The other Thluth drew away, watching him warily, and some prudently scrambled back down the side passage. Moon stayed where he was, flexing his claws, as Stone prodded Chime and Esom past. River eased by after them. Moon followed, watching as the Thluth dragged their leader’s body away.
They continued up the tunnel. After a moment, Esom said shakily, “Thank you for not feeding me to them. I appreciate—”
“Later,” Stone told him, and flicked a look back at Moon. “Don’t talk right now.”
They didn’t pass any other intersecting passages. The tunnel itself began to get smaller, rougher, and they had to duck under the stalactites. Moon set his jaw, and suppressed the urge to go back and kill a few more Thluth. They had demanded tribute for passage to a dead end.
But as the tunnel narrowed to a point where Moon thought they would have to turn around, they came to a large hole chewed out of the wall.
Stone stopped in the entrance and tasted the air as he held up the light, though all Moon could smell was rotting leviathan.
“This could be something,” Stone muttered, and stepped through the opening.
Moon followed with the others, and climbed through into a round chamber. It stretched upward, far beyond their light, the ceiling lost in darkness. A round column in the center plunged down into the leviathan’s flesh.
Moon paced impatiently around the chamber to make certain it was a dead end. He didn’t know why the Thluth had chewed this space out, but there was nothing here for them. “This isn’t it. We need to keep moving.”
“No, we’re in the right place,” Esom said.

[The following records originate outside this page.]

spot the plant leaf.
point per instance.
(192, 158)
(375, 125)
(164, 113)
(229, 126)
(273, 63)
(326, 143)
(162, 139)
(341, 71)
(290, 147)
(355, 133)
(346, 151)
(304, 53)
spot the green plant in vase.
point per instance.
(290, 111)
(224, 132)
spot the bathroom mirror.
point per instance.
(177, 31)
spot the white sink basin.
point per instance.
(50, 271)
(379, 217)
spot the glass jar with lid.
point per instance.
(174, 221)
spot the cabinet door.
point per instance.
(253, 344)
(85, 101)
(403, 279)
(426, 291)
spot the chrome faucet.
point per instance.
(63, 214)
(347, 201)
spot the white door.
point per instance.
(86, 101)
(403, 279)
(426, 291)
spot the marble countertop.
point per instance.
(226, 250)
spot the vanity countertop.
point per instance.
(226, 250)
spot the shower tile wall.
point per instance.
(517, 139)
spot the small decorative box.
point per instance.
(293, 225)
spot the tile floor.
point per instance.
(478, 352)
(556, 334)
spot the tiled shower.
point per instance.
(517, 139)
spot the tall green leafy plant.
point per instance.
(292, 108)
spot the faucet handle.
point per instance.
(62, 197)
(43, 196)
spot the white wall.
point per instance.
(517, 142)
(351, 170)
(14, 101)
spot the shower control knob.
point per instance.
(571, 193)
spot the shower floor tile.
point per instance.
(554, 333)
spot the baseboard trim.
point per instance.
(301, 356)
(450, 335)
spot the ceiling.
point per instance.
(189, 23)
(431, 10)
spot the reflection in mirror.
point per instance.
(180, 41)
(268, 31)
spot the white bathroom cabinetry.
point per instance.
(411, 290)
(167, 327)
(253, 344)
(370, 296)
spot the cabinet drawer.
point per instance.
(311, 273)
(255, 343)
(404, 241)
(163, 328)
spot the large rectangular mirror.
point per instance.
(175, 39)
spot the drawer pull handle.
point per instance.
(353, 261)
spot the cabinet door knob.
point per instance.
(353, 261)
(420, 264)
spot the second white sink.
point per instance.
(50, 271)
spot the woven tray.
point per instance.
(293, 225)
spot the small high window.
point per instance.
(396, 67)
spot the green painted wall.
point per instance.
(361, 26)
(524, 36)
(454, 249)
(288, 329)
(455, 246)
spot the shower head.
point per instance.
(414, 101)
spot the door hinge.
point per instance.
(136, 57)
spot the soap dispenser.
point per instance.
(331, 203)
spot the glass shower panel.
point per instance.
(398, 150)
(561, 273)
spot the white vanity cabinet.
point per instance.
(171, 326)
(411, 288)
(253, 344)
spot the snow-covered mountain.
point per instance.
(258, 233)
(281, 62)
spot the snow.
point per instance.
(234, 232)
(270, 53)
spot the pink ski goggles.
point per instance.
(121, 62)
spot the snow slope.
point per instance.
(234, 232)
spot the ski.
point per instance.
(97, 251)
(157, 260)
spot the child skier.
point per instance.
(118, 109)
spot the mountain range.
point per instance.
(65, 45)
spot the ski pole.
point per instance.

He had stepped to the edge of the center shaft to examine the column. “I don’t think this is the source, but arcane emanations are echoing through it.” He glanced at them. “I meant the source of the magical power—”
Teeth gritted, Chime said, “They understood you.”
“—must be in contact with it,” Esom finished stubbornly.
Stone tilted his head, staring hard at the column. “He’s right. That’s metal under there.”
“What?” Moon came back to his side and squinted to see. He had thought it was just another part of the leviathan’s flesh. Looking more closely, he saw verdigrised metal glinting between calcified lumps and dried ooze.
Chime went to the wall of the chamber and ran his hand over the surface. “I don’t see any teeth marks. I don’t think the parasites made this chamber. Maybe the groundlings cut it out so they could put that thing here.”
Moon turned back to the column. Maybe they had found something after all. “So this is anchoring part of the city to the leviathan?”
“Maybe,” Esom said, “But it must be in contact with something magical—”
“Up there somewhere?” River demanded, looking up into the space above them.
Stone held the light up, but all they could see was the column stretching up into darkness. Stone said, “River, take the light, climb up there. Not the column, go up the wall.”
River took the light-rock, clutched it in his teeth, and started up the chamber’s wall. It was the first time Moon had ever seen him do anything without a bad attitude. They watched his progress, the light growing smaller, until they stood in heavy darkness. Moon estimated River had gone about a hundred paces up the wall when he stopped. Moon hissed out a curse. River’s light shone on the roof of the chamber, where the leviathan’s flesh had grown back to enclose the column and close off any passage or opening. “If there was anything up there, we can’t get to it,” he said, frustrated.